RE: "No such file or directory"
RE: "No such file or directory"
- Subject: RE: "No such file or directory"
- From: Andrew Gallatin <email@hidden>
- Date: Fri, 11 Mar 2005 11:04:47 -0500 (EST)
Carl Smith writes:
> Flow, I was trying to relate to, Architecture, function flow that would
> accomplish acquiring all known interfaces.
>
> So are you saying that by me just putting the struct ifnet ifnet,
> statement in my function I will then have access to all known interfaces
> to the kernel? Or is there more code needed to fill in the ifnet
> variable?
>
There is a linked list if ifnet pointers (commonly called ifps) which
is available in _published_ versions of Darwin. Look at
bsd/net/if_var.h for the structure definition.
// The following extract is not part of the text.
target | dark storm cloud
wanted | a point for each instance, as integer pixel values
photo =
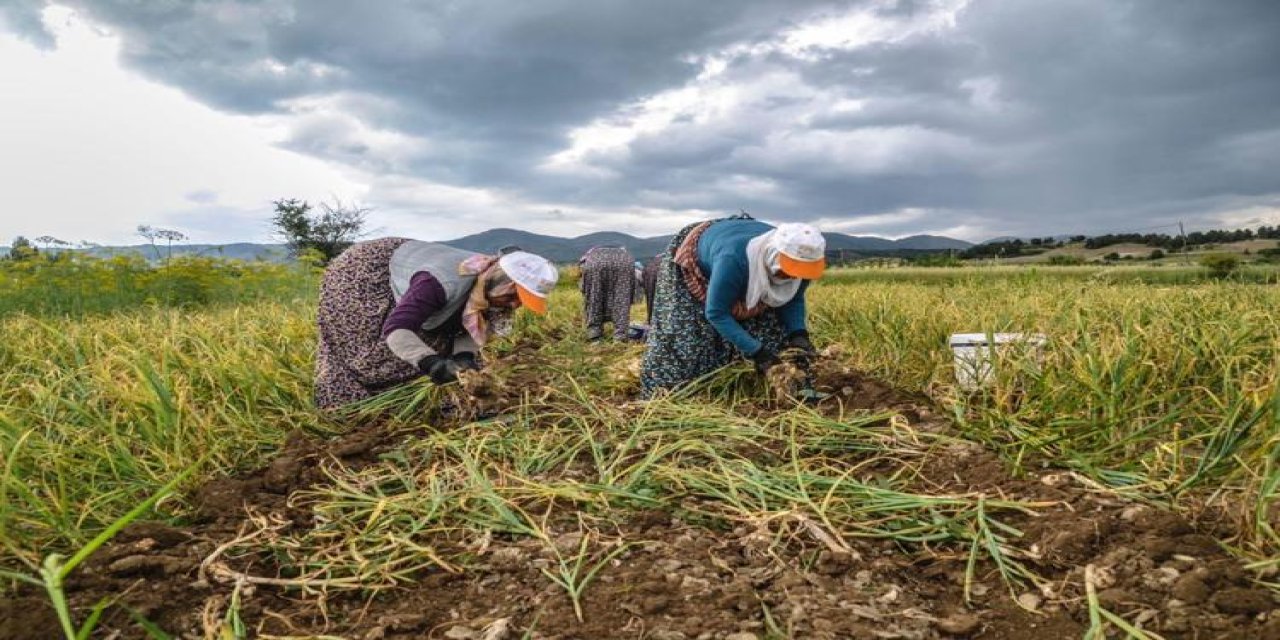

If you want to walk the list and look at each ifp and/or do something
with it, you just have to iterate over the tailq (modulo any locking
issues). Eg:
void
foo(void)
{
struct ifnet *ifp;
TAILQ_FOREACH(ifp, &ifnet, if_link) {
/* do something with ifp */
if (ifp->if_name != NULL)
IOLog("found an interface named %s\n", ifp->if_name);
}
}
Bear in mind that this is all subject to change, as the kernel
internals are not stable. If possible, you'd be much better off doing
whatever you're trying to do from outside the kernel, where the APIs
are stable, and you have a more standard programming environment. You
can look at the ifconfig program from the network_cmds project to see
one way to find network interfaces from userspace.